O mês de outubro é lembrado por algumas datas comemorativas definidas no calendário anual, dentre elas o Dia das Crianças.
A data foi criada para celebrar os direitos das crianças e adolescente, contribuindo para a conscientização, especialmente dos pais e responsáveis, sobre os cuidados necessários que essas fases da vida necessitam.
Apesar da intenção nobre da proposta, na prática, não é o que acontece. Ainda que muitos abnegados realizem festas gratuitas para divertir, alimentar e presentear as crianças carentes financeira e emocionalmente, com a generosa intenção de suprir ao menos um pouco da segunda carência, na maioria dos casos, essa data é somente o dia de distribuir presentes a meninada. Está mais para o Dia dos Brinquedos do que das crianças.
Como já falei desse tema anteriormente, vamos para o assunto deste texto.
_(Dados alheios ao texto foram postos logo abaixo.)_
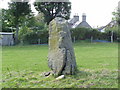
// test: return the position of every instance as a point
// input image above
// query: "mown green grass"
(23, 67)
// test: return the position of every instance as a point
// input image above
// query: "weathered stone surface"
(61, 58)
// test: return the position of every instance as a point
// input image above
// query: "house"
(6, 39)
(75, 23)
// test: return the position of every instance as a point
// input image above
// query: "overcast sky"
(99, 12)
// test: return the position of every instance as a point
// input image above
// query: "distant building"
(74, 22)
(6, 39)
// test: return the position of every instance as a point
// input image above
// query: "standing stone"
(61, 58)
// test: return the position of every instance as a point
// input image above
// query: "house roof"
(84, 24)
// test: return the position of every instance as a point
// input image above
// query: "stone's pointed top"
(84, 14)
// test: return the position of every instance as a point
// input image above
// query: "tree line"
(31, 29)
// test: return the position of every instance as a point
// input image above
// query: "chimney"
(76, 18)
(84, 17)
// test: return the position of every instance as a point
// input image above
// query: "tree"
(19, 10)
(52, 9)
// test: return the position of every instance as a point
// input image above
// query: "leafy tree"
(53, 9)
(19, 10)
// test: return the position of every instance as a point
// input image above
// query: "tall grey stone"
(61, 58)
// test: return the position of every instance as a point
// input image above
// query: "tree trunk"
(61, 58)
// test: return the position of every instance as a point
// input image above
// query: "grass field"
(23, 67)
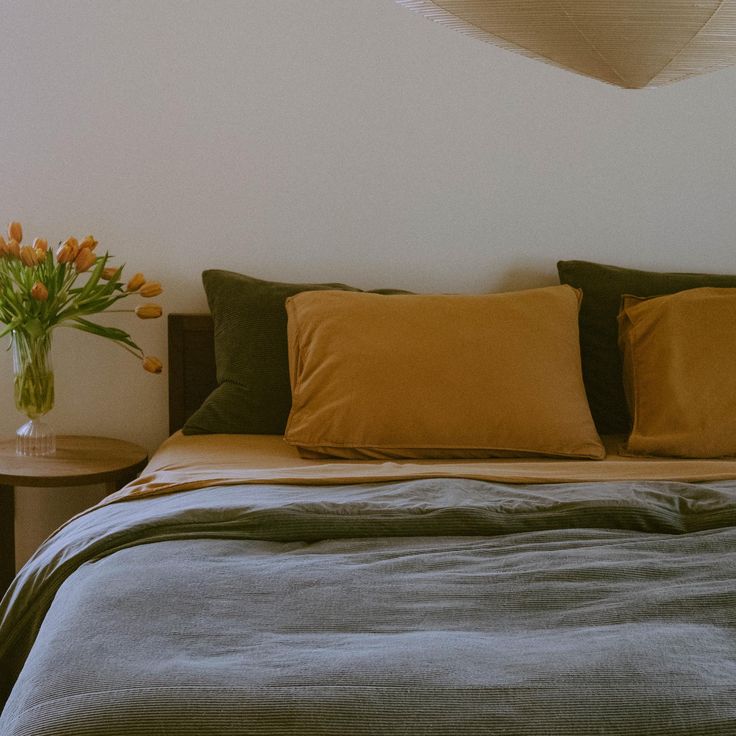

O título escolhido talvez tenha assustado alguns possíveis leitores que, cansados de más notícias, voltaram seus olhos para outros enunciados.
Aos mais curiosos, que resolveram prosseguir na leitura com intuito de descobrir a quais tragédias o texto se refere, devo aliviar sua tensão desde já. Não são tragédias propriamente ditas, ou melhor, não são tragédias que afetam a integridade física, ao menos não imediatamente.
As tragédias a que me refiro são aquelas acidentadas no plano das ideias, tanto as que provocam o medo instantâneo nas crianças, como as cruéis advertências dos adultos por meio da famosas frases “aí tem bicho papão”, “a polícia vai te pegar”, “olha o escuro”, “cuidado com o homem do saco”, dentre tantas outras, para impedi-las de fazer o que não se deseja, quanto aquelas relatadas em inúmeras canções infantis, que cantam e contam histórias trágicas e gravam suas mensagens no subconsciente desde cedo.
“A canoa virou / Pois deixaram ela virar / Foi por causa de Maria / Que não soube remar”, canção cuja primeira estrofe ressalta a dificuldade da coitada da Maria, que levou a culpa pelo acidente que mais parece ter sido causado por uma atitude imprudente, pois “deixaram” a canoa virar.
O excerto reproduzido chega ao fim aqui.